Arms and Interventions

Arm	Intervention/treatment
Experimental: 1A: Monotherapy escalation and expansion; Dose escalation and expansion arm with CFI-400945	Drug: CFI-400945; The starting dose is 32 mg/day for escalation arms and the recommended starting dose for the expansion arms.; Other Names: CFI-400945 fumarate; 945; 400945
Experimental: 1B: Food Effect; Food effect at the recommended phase 2 dose	Drug: CFI-400945; The starting dose is 32 mg/day for escalation arms and the recommended starting dose for the expansion arms.; Other Names: CFI-400945 fumarate; 945; 400945
Experimental: 2A: Combination escalation and expansion; Dose escalation and expansion arm with CFI-400945 and azacitidine	Drug: CFI-400945; The starting dose is 32 mg/day for escalation arms and the recommended starting dose for the expansion arms.; Other Names: CFI-400945 fumarate; 945; 400945; Drug: Azacitidine; Azacitidine will be given at its labeled dose and schedule
Experimental: 2B: Combination escalation and expansion; Dose escalation and expansion arm with CFI-400945 and decitabine	Drug: CFI-400945; The starting dose is 32 mg/day for escalation arms and the recommended starting dose for the expansion arms.; Other Names: CFI-400945 fumarate; 945; 400945; Drug: Decitabine; Decitabine will be given at its labeled dose and schedule

Outcome Measures

Primary Outcome Measures :

1. Incidence of treatment emergent AEs [ Time Frame: 36 months ]
   The number of subjects who experience an adverse event that was possibly related to study drug
2. Treatment emergent changes in vital signs [ Time Frame: 36 months ]
   The number of subjects who experience changes in blood pressure, heart rate, respiratory rate, body temperature that was possibly related to study drug.
3. Treatment emergent changes in clinical laboratory tests [ Time Frame: 36 months ]
   The number of subjects who experience a change in laboratory parameters that was possibly related to study drug.
4. Treatment emergent changes in physical examinations, ECOG performance status, electrocardiograms (ECGs), echocardiograms and cardiac troponins [ Time Frame: 36 months ]
   The number of subjects who experience changes in physical examinations, performance status, ECG, troponins that were possibly related to study drug.

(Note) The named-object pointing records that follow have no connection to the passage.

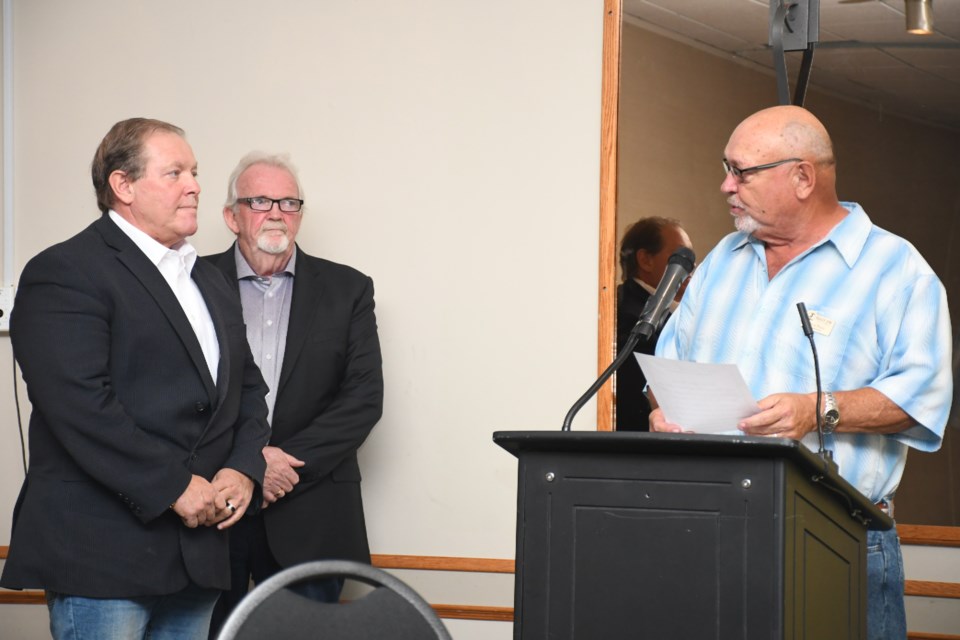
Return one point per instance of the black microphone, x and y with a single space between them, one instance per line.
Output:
678 268
824 453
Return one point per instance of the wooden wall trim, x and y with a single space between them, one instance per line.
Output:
609 104
467 612
927 589
928 535
443 563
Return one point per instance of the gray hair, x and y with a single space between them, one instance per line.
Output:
279 160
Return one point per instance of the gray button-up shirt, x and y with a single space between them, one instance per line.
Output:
266 312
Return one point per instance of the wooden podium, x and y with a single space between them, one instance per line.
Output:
661 536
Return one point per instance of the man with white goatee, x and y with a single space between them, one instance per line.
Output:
312 330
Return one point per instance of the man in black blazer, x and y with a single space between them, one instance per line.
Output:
644 251
148 413
312 330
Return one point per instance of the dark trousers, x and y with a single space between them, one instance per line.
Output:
250 558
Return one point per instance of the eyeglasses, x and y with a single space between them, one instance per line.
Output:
738 173
263 203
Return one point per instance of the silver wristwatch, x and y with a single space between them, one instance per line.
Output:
831 413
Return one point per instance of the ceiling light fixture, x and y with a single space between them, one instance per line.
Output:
919 17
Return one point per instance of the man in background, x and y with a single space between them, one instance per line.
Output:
878 312
646 247
311 327
148 414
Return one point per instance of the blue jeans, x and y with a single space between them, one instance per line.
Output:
184 615
886 618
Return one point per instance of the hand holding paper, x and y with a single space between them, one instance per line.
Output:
704 398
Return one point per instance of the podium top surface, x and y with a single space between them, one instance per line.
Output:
686 444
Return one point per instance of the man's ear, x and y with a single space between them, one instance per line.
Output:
644 261
230 217
122 186
804 179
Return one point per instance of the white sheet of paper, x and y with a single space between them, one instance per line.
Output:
704 398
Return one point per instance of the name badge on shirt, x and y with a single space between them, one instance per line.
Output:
821 324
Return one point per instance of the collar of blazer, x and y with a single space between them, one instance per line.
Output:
149 276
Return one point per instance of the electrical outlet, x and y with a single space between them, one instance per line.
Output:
6 306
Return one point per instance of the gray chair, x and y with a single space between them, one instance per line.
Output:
391 610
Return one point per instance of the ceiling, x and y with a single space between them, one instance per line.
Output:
864 52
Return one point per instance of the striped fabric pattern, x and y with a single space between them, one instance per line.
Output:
882 322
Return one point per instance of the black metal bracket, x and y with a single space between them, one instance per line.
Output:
794 26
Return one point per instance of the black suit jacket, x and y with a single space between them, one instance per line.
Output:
125 411
329 397
633 407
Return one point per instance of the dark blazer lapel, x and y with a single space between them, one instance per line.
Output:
307 293
147 273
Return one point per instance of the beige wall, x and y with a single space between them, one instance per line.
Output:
448 149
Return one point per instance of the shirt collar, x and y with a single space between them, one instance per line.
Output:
155 251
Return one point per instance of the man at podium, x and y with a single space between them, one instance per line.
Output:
878 313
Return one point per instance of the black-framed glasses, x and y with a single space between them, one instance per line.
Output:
738 172
263 203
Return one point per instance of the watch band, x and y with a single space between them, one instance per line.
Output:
831 413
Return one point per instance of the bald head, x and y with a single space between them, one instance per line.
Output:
784 132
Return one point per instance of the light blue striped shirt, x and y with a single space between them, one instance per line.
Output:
883 323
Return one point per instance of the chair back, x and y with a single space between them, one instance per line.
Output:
391 610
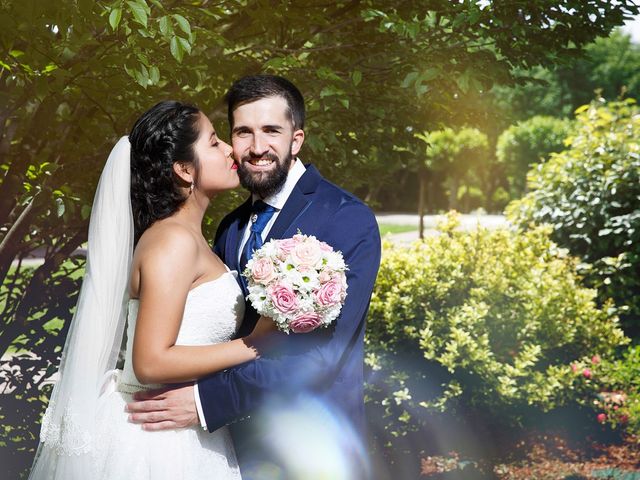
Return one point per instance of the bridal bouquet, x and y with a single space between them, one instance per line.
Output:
299 282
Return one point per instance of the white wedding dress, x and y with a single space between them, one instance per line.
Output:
212 314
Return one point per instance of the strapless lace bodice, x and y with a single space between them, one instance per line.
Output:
212 314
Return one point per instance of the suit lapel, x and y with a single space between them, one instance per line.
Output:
296 204
235 236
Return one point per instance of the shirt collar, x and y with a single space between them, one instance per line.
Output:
279 198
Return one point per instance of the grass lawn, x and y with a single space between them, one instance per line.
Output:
386 229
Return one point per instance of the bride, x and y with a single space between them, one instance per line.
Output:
179 301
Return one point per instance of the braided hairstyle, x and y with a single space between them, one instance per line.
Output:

Secondary Outcome Measures :

1. Composite Complete Remission Rate, CRc (complete remission + complete remission with incomplete blood count recovery + complete remission with incomplete platelet count recovery [CR + CRi + CRp]) [ Time Frame: 36 months ]
   Response rate will be summarized by dose cohort and overall using the percent of patients in patient with AML
2. Overall response rate (ORR, defined as Complete remission + Marrow CR + Partial remission + Hematologic Improvement (CR + mCR+ PR + HI) [ Time Frame: 36 months ]
   Response rate will be summarized by dose cohort and overall using the percent of patients in patients with MDS, CMML
3. The pharmacokinetics of CFI-400945 will be assessed through AUC. [ Time Frame: 36 months ]
   Area under the plasma concentration (AUC) versus time curve from time 0 to time of least measurable concentration tabulated by dose group.
4. To assess the pharmacokinetic profile of CFI-400945 through Cmax. [ Time Frame: 36 months ]
   Cmax will be assessed through the maximum measured plasma concentration occurring at Tmax tabulated by dose group.
5. To assess the pharmacokinetic profile of CFI-400945 through T1/2. [ Time Frame: 36 months ]
   Elimination half life will be calculated and tabulated by dose group.

Eligibility Criteria

• Ages Eligible for Study: 18 Years and older (Adult, Older Adult)
• Sexes Eligible for Study: All
• Accepts Healthy Volunteers: No

Criteria

Inclusion Criteria:

1. Patients must be >18 years of age

2. For Parts 1A and 1B, the following malignancy types will be included:

   1. Relapsed or refractory AML.
   2. MDS, after prior hypomethylating agents.
   3. CMML, with progressive disease/lack of response after hypomethylating agents

   For Parts 1A and 1B, Patients may have relapsed or refractory disease.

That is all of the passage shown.